Nota: 4. Las últimas 80 páginas, de 280, están bien. El resto, entre aburrido y absurdo, dependiendo del momento. Es un libro corto y no resulta difícil de leer, pero tampoco va más allá. Si lo leéis, que sea bajo vuestra cuenta y riesgo, y no por recomendación mía.


¿A vosotros, qué os pareció Caulfield? ¿Fuisteis capaces de empatizar con él? ¿Comprendíais sus motivaciones? ¿Y qué tal la redacción del libro? Es que había momentos en que me gustaba, pero quedaban eclipsados por paja y repeticiones horribles del chavalín. ¡Ay!

martes, 9 de agosto de 2011

Mujeres desesperadas (5ª temporada) - ABC, Marc Cherry


He de decir, creo que condiciona mucho mi opinión sobre la temporada, que la fórmula de la serie me parece que ya no da para mucho más. He visto la quinta temporada entera porque admito que presentaban un misterio interesante con un personaje muy carismático, el grandioso Dave Williams (Neal McDonough).



Si  hubiese carecido de interés, un problema que atañe a las temporadas pares, no sé si habría terminado de verla; pero coincidió que no era así. La aparición de Dave, aunque sea de la mano de un personaje que me resulta tan cargante como Edie Brit (Nicollette Sheridan), con ese toque espectral y de subrepticia malignidad tras toda la educación y las ganas de ayudar, consiguió que el personaje me cayese en gracia y que la temporada me enganchase. Es claramente un hijoputa, sí, pero es un hijoputa molón.

Como sabrá todo aquel que haya terminado de ver la cuarta, lo que manifiesta una cierta tenacidad, paciencia y posesión de tiempo libre (porque no es precisamente la alegría de la huerta), la historia ha saltado 5 años: Susan ya no está con Mike, Gabrielle mantiene a la familia desde que Carlos ha quedado ciego, Lynette trabaja con su marido en Scavo's, Brie se ha hecho la dueña del catering más importante del país y está amasando una fortuna junto a Katherine, que gana cierta relevancia esta temporada. Con este planteamiento inicial, la serie se desarrolla más o menos como siempre, dramón marujesco por un lado, humor ligeramente cínico por otro y con unas introducciones en su mayoría bonitas y elegantes con la voz de Mary Alice Young (Brenda Strong).

Como quitando el misterio poco más podría decir que no fuera repetir lo mismo que en otras temporadas (que cuidan mucho la imagen -aunque podría estar un poco mejor por momentos-, la música, etc.), y no es plan de insistir en el papelazo de Neal McDonough, al que sólo me había encontrado como militar malvadete de Time Line (hay que reconocer que no tiene cara de bueno); voy a hacer un pequeño comentario sobre evolución de personajes, un tema que, realmente, como ya he discutido con alguna persona que sigue la serie, es chocante en el mejor de los casos.

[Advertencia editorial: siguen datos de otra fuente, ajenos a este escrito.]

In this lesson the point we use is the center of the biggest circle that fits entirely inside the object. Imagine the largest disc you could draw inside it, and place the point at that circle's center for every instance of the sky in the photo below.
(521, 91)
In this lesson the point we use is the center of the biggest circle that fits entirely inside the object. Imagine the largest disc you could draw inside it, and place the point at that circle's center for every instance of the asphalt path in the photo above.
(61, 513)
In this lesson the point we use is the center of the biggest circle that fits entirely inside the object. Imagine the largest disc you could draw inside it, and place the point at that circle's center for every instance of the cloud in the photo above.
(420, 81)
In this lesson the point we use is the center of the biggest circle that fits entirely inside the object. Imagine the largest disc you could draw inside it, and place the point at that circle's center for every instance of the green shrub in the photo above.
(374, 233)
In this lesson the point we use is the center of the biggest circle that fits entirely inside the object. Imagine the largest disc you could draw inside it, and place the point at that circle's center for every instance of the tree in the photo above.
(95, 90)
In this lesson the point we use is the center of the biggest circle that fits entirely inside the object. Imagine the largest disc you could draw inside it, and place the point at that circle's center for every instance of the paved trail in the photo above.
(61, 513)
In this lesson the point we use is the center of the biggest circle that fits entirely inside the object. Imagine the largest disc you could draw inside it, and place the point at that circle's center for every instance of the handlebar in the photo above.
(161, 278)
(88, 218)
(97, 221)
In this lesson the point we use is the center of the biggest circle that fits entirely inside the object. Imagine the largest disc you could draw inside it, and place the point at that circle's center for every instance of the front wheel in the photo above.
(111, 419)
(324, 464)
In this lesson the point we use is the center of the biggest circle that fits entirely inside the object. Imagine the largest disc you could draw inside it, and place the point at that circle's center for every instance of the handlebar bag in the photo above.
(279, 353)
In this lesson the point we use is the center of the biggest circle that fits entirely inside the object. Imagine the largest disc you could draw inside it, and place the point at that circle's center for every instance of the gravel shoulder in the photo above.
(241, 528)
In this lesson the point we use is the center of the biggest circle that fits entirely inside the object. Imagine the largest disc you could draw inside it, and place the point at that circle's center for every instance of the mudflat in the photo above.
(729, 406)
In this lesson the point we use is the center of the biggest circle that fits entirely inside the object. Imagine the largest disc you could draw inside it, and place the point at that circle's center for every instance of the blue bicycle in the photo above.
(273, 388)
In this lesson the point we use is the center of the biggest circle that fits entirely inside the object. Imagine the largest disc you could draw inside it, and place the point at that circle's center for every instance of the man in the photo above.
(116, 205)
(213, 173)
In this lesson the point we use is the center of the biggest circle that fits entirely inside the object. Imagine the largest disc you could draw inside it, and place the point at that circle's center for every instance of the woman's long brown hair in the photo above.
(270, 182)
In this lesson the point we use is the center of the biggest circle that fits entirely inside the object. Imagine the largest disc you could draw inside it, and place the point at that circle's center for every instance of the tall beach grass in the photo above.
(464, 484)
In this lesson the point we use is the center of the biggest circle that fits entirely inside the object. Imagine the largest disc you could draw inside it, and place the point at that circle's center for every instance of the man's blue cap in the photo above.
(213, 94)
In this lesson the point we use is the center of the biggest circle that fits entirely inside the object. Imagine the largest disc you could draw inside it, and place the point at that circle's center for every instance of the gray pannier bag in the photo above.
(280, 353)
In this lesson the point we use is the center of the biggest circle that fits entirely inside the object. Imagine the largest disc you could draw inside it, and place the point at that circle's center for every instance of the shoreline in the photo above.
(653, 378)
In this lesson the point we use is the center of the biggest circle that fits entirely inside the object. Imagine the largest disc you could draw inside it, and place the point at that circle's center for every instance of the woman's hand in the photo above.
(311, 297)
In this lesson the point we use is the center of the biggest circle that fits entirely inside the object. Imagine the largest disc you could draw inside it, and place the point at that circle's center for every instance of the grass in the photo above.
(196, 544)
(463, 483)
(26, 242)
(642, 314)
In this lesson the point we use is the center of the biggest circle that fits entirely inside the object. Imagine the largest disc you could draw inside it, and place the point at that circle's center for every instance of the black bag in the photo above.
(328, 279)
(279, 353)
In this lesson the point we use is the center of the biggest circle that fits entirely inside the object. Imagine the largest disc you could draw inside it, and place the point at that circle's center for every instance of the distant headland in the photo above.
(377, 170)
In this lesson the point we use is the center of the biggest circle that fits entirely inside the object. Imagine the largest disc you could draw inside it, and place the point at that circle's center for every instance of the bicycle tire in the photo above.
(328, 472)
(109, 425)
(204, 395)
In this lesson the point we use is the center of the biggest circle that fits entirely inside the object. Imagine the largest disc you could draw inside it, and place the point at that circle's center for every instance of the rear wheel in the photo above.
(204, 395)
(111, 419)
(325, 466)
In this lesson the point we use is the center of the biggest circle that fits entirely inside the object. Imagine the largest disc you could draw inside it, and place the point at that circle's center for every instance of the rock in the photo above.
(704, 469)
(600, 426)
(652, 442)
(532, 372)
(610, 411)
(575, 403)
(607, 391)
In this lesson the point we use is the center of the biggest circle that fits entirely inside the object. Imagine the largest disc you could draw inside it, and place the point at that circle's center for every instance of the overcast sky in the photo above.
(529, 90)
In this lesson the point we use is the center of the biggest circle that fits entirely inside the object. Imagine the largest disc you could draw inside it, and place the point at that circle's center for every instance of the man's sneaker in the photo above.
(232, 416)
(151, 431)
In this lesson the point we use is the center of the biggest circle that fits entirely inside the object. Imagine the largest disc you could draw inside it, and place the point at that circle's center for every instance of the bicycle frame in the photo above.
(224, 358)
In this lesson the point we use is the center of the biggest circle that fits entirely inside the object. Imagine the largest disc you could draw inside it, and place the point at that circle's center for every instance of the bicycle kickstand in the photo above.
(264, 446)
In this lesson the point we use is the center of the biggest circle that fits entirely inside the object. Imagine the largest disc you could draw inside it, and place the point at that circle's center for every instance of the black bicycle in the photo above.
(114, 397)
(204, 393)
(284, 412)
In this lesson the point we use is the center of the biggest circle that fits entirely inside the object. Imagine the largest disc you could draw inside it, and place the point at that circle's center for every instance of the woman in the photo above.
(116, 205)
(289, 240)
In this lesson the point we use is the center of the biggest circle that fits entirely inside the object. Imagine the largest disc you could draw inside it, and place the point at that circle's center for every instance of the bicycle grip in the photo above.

TIENE SPOILERS de esta y previas temporadas:
El único personaje que me parece que ha ganado verdadera solidez con el paso de las temporadas es Gabrielle. Es mucho menos zorra, mucho menos imbécil; ha crecido (aunque sea un poco y el cerebro se le siga licuando y le impida pensar cuando hay dinero o un traje bonito de por medio). Además, la mejoría también del personaje de Carlos ha contribuido a que este inicialmente mal avenido matrimonio sea el único salvable tras sus segundas nupcias.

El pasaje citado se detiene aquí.